Ces dérogations adoptées dans le cadre de la loi de financement de la sécurité sociale (LFSS) pour 2020, concernaient la diminution du taux de contribution sociale généralisée (CSG) applicable à certaines pensions, la suppression du forfait social pour les PME et l’exonération des heures supplémentaires, pour un coût total de plus de 4 milliards d’euros par an.
Ces entorses à la loi Veil étaient fondées sur des principes développés dans un rapport du Gouvernement – le fameux rapport Charpy-Dubertret – sur la rénovation des relations financières entre l’État et la sécurité sociale, rapport dont la commission des affaires sociales n’a jamais partagé les conclusions.

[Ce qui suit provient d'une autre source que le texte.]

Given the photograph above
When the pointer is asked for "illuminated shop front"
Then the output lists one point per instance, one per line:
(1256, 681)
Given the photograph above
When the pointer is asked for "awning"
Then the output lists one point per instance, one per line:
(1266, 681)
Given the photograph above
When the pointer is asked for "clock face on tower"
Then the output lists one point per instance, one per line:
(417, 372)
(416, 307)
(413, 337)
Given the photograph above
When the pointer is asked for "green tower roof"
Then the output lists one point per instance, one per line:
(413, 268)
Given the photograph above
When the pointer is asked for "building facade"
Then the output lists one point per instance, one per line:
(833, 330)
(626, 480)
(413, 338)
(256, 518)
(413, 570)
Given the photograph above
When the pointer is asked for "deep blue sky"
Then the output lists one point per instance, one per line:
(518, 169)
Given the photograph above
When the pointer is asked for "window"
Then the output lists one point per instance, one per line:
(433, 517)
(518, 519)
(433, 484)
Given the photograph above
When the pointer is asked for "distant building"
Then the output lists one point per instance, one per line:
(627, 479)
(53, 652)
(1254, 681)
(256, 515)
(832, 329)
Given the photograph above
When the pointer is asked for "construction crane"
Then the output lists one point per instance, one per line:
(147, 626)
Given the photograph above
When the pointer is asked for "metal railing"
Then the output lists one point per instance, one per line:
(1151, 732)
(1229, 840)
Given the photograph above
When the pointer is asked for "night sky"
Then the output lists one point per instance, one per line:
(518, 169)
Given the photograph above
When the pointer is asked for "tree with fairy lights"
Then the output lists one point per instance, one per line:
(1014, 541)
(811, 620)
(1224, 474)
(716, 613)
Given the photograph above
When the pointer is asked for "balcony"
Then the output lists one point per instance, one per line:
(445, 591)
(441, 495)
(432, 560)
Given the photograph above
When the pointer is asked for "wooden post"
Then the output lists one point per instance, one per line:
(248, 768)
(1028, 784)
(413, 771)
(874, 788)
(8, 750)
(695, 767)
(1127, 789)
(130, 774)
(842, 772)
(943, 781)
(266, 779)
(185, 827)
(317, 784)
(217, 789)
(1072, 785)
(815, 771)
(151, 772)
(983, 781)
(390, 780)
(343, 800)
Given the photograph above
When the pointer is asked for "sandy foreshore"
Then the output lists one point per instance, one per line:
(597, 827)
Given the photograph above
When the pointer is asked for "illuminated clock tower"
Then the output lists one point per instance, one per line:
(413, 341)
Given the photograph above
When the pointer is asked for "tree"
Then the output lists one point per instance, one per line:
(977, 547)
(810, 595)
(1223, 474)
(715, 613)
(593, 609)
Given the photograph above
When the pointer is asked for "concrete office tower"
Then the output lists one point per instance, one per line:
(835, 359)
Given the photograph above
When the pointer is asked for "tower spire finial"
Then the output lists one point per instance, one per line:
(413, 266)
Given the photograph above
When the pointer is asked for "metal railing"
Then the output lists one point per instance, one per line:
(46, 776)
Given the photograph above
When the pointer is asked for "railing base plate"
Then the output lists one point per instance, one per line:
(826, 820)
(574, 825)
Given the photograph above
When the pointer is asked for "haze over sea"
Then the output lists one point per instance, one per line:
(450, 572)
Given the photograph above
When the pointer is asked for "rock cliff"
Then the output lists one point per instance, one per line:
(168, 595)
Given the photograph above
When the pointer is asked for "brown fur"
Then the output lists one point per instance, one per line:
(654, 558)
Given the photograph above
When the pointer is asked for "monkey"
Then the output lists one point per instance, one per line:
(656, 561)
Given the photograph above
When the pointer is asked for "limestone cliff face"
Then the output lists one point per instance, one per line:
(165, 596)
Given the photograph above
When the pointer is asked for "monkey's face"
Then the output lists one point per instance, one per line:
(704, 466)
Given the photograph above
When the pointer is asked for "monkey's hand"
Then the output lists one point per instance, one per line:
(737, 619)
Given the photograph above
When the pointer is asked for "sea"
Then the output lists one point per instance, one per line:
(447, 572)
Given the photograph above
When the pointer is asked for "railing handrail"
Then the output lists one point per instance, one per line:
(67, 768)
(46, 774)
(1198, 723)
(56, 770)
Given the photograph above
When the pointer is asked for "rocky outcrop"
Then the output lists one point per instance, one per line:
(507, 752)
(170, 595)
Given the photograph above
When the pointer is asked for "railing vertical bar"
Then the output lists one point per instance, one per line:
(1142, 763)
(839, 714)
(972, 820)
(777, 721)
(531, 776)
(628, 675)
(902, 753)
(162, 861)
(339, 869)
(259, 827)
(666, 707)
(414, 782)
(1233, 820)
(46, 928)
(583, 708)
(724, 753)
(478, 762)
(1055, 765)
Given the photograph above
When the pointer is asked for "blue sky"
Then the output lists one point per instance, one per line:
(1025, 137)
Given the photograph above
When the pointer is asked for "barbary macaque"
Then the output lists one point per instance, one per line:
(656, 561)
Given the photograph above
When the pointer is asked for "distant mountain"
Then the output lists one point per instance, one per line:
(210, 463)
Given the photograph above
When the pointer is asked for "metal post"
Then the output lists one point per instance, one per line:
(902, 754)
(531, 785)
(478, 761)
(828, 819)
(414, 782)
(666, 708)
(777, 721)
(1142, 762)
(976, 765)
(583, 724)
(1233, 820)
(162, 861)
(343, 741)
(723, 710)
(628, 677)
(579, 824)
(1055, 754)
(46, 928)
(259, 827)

Les comptes de la sécurité sociale étant durablement déficitaires, il importe de remettre en cause ces non-compensations.
M. le président. Quel est l’avis du Gouvernement ?
Mme Olivia Gregoire, secrétaire d’État auprès du ministre de l’économie, des finances et de la relance, chargée de l’économie sociale, solidaire et responsable. Comme vous l’avez rappelé, monsieur le rapporteur général, en vertu du principe instauré par la loi Veil, sauf disposition législative expresse, l’État est tenu de compenser intégralement à la sécurité sociale les exonérations de cotisations et de contributions sociales, ainsi que les transferts de charges.
Toutefois, comme vous le savez, depuis la LFSS pour 2019, la doctrine a évolué afin d’instaurer davantage de solidarité financière entre l’État et la sécurité sociale. Désormais, chacun doit assumer le coût des baisses de prélèvements obligatoires concernant les recettes qui lui sont affectées. Tel est le sens des choix effectués en 2019, notamment pour la non-compensation des heures supplémentaires ou le taux intermédiaire de CSG à 6,6 %.
Sans nier l’existence de deux sphères distinctes, nous ne pensons pas souhaitable de rigidifier les relations entre l’État et la sécurité sociale. Les assurés et les entreprises assujetties aux cotisations et contributions sociales, ainsi que les contribuables, sont très fréquemment – pour ne pas dire toujours – les mêmes.
La crise actuelle l’a assez bien montré, notamment avec les exonérations de cotisations sociales que nous avons mises en place : l’État, responsable en matière de transferts, assume le poids de la crise.
Permettez-moi de prendre un exemple récent pour illustrer mon propos. L’État a assez efficacement compensé la transformation du crédit d’impôt pour la compétitivité et l’emploi (CICE) en allégements de charges sociales en 2019 grâce à un transfert très important de TVA. Près d’un quart du produit de la TVA est aujourd’hui affecté à la sécurité sociale, soit plus de 40 milliards d’euros.
L’effort budgétaire qui est mobilisé à cet effet est d’une ampleur inédite. Alors que l’enveloppe prévue par la loi de finances rectificative du 30 juillet dernier s’élevait à 3,9 milliards d’euros, le coût du dispositif a été réévalué à un peu plus de 5 milliards d’euros. Compte tenu du coup projeté du second dispositif, l’enveloppe prévue en quatrième loi de finances rectificative sera de 8,2 milliards d’euros.
Monsieur le rapporteur général, malgré notre divergence, vous conviendrez que l’État a assumé ses responsabilités en prenant intégralement à sa charge la baisse exceptionnelle des prélèvements sociaux pour les entreprises les plus affectées par les mesures sanitaires.
L’avis du Gouvernement sur cet amendement est donc défavorable.
M. le président. La parole est à M. Daniel Chasseing, pour explication de vote.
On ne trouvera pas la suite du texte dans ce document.